Il appartient donc à l’avocat d’expliquer à la Cour d’appel en quoi le raisonnement du premier juge est erroné ou pourquoi il n’a pas été fait droit à sa demande ou répondu à un moyen.

Le principe de concentration des moyens a été posé pour la première fois par l’arrêt "Cesareo" du 7 juillet 2006 de la Cour de Cassation en assemblée plénière.

En application de ce principe, les parties ont l’obligation de soumettre tous les moyens, principaux et subsidiaires qui sont susceptibles de soutenir une prétention donnée.

A défaut, une demande ayant une prétention identique mais fondée sur un autre moyen qui n’a pas été alléguée dans un premier procès, ne peut qu’être déclarée irrecevable.

L’évolution du litige pourra commander la production de pièces nouvelles, mais aussi l’évocation de moyens nouveaux ou une modification de la qualification juridique de la prétention, dés lors que la fin qui est poursuivie est identique.

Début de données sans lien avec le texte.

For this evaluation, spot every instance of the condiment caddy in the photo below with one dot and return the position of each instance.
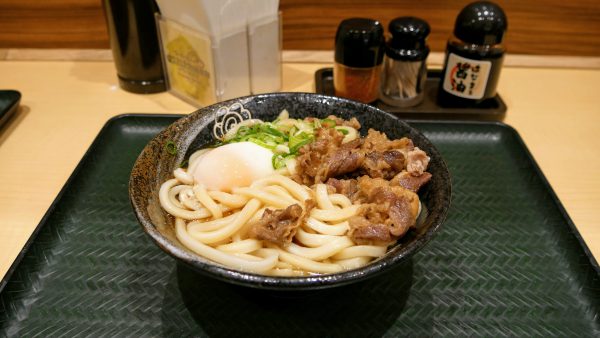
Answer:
(398, 81)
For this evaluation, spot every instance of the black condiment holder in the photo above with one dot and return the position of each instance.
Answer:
(493, 109)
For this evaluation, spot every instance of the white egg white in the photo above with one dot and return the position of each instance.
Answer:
(233, 165)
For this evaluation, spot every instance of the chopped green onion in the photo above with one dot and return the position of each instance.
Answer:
(278, 161)
(171, 148)
(297, 141)
(328, 123)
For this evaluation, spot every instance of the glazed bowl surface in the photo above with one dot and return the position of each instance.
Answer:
(158, 159)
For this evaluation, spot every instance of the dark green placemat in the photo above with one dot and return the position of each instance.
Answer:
(506, 263)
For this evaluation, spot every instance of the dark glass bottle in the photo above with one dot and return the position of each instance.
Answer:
(474, 56)
(358, 57)
(134, 43)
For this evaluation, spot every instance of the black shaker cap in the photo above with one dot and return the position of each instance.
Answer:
(482, 23)
(408, 39)
(359, 43)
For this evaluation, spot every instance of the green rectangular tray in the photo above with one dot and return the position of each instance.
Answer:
(508, 261)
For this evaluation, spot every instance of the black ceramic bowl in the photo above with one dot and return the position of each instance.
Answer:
(155, 165)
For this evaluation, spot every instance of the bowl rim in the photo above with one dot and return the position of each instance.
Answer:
(255, 280)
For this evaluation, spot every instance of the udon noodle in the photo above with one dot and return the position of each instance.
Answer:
(218, 225)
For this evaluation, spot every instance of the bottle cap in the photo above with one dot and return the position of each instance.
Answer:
(359, 43)
(408, 39)
(482, 23)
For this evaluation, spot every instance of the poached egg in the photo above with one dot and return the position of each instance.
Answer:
(232, 165)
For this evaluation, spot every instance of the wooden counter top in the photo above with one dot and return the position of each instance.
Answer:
(65, 103)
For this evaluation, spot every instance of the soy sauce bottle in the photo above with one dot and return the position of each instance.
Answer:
(474, 56)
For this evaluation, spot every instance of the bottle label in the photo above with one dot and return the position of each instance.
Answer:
(188, 62)
(466, 78)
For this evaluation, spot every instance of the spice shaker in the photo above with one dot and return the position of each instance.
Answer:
(405, 71)
(474, 56)
(358, 57)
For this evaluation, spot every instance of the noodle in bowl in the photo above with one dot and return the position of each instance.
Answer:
(210, 225)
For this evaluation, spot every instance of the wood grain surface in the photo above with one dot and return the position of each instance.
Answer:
(546, 27)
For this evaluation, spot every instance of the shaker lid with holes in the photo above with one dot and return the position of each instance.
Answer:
(359, 43)
(482, 23)
(408, 39)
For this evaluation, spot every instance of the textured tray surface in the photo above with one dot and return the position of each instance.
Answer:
(505, 263)
(493, 109)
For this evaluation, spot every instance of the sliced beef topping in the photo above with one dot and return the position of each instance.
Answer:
(417, 162)
(383, 164)
(280, 225)
(310, 162)
(353, 122)
(363, 231)
(378, 141)
(349, 187)
(410, 182)
(383, 204)
(340, 162)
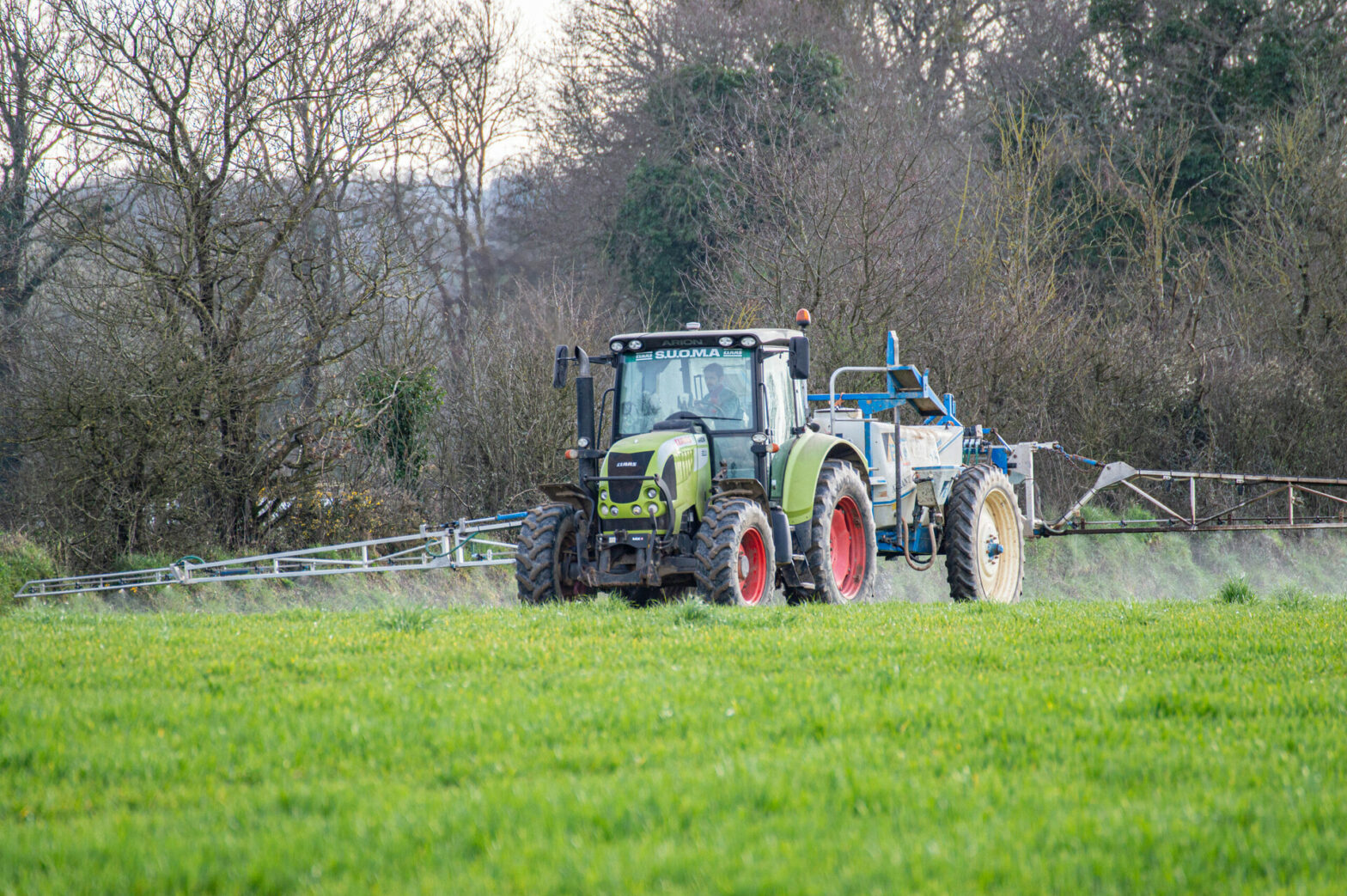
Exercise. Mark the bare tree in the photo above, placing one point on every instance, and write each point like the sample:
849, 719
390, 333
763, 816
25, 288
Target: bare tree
40, 165
473, 88
237, 125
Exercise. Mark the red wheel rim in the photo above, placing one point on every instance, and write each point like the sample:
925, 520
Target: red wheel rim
848, 546
751, 564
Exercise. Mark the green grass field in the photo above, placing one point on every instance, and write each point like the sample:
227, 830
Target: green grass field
1069, 747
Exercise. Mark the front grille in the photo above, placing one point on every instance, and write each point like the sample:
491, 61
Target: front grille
626, 464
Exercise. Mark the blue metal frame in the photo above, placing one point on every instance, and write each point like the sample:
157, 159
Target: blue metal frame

Autrement dit, la critique du jugement est une chose, mais les parties restent libres de faire évoluer leur argumentation.

Il appartient à l’avocat de tenir compte de ce double rôle qu’il a de critique de la décision entreprise et d’acteur de l’évolution du litige.

La question consiste à cerner avec précisions la frontière entre les prétentions nouvelles « recevables » et les prétentions nouvelles irrecevables devant la cour d’appel.

Cette distinction se révèle souvent délicate car l’interprétation des diverses dispositions reste difficile à appréhender.

Devant cette problématique complexe, ce guide a pour objet, de définir l’effet dévolutif et de proposer un guide.

Il ne s’agit en aucun cas de mesures coercitives mais bien uniquement incitatives dans le but de renforcer le rôle de l’auxiliaire de justice de l’avocat dans la bonne critique de la décision entreprise et l’évolution du litige.

Ainsi, avocats et magistrats pourront ensemble élaborer l’œuvre de justice à laquelle ils aspirent.

Suivre les notions de base et les recommandations de ce guide, c’est aussi éviter les risques de responsabilité professionnelle.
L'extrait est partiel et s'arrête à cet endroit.